Witchfire im Early-Access-Check: Schwer schön und schön schwer

Special Maren Wicher Stefan Wilhelm
Witchfire im Early-Access-Check: Schwer schön und schön schwer
Quelle: The Astronauts

Lohnt sich das neue Dark-Fantasy-Roguelite von den Machern des Hits The Vanishing of Ethan Carter bereits im Early-Access?

Schwer, aber fair

Fernab des überzeugenden Designs geht es in einem Roguelite-Titel aber allem voran um den Spielspaß. Wenn wir uns nämlich schon stundenlang durch die immer wieder gleichen Gegenden und Gegner schlagen müssen, dann darf das nicht langweilig werden. Und bei Witchfire ist das erfreulicherweise auch nicht der Fall. Denn der Aufbau und Ablauf eines Runs unterscheidet sich immer wieder von dem vorherigen und wir wissen nie genau, welche Fallen die Witch dieses Mal für uns bereithält. Zugegebenermaßen ist jedoch der allgemeine Schwierigkeitsgrad anfangs deprimierend hoch und wir müssen uns manchmal sehr an Tastatur und Maus festkrallen. Vor allem wenn die ersten Level-ups uns eine Menge Witchfire kosten. Wie es sich für ein echtes Roguelite gehört, werden wir mit etwas Geduld und Grips aber stetig besser. Für den einen kann Witchfire also zu Beginn sehr frustrierend sein, jedoch wird es sich am Ende auszahlen. Fans von Roguelites, Soulslikes und Shootern werden bei diesem Spiel vollkommen zufriedengestellt.

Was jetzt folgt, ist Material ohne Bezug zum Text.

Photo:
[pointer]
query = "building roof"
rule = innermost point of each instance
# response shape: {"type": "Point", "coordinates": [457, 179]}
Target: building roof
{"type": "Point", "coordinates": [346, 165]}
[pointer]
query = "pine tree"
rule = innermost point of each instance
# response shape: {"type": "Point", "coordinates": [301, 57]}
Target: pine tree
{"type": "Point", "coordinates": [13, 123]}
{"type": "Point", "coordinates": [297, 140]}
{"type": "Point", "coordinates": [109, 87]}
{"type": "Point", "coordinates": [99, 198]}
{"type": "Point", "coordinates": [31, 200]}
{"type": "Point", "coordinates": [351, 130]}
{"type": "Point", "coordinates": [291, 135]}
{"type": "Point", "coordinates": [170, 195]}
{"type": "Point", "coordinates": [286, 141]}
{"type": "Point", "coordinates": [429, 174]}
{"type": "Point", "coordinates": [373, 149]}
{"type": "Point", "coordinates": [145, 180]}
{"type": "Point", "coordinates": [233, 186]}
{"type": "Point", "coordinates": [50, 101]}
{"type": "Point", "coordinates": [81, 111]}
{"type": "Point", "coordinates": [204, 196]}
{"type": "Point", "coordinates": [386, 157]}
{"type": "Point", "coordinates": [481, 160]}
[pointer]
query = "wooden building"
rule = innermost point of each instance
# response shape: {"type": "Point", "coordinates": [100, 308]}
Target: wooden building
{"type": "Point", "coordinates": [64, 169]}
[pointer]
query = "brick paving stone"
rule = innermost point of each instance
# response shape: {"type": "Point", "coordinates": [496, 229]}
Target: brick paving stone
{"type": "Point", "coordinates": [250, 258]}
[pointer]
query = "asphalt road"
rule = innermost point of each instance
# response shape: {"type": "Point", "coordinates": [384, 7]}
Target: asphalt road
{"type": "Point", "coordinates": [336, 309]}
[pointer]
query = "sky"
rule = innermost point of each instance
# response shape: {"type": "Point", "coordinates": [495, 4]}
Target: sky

Ist der Early-Access eine gute Idee?

In der Early-Access-Version, die es exklusiv im Epic Games Store gibt, finden wir bereits eine Menge Spielinhalt. In zwei relativ weitläufigen Gebieten schießen wir uns durch die wechselnden Gegnerhorden. Mit den sieben verschiedenen Waffen und einigen Zaubersprüchen, sollte jeder individuelle Spielstil bedient sein. Und wer seine Shooter sonst lieber auf der Konsole spielt, freut sich auch im Early Access schon über Controller-Support am PC. 

Außerdem erscheinen immer wieder Updates von den Entwicklern und wir besitzen als Spielende die Möglichkeit, immer wieder konstruktive Kritik zu äußern, die noch bis zum Release umgesetzt werden kann. Da das Ganze auch einen enorm hohen Wiederspielwert besitzt, lohnt es sich auch schon, im Early Access einzusteigen. Wir freuen uns schon auf den finalen Release!

Fazit

Witchfire ist schwer schön und schön schwer. Für Fans von Doom und Dark Souls sollte das Spiel ein absoluter Hit sein.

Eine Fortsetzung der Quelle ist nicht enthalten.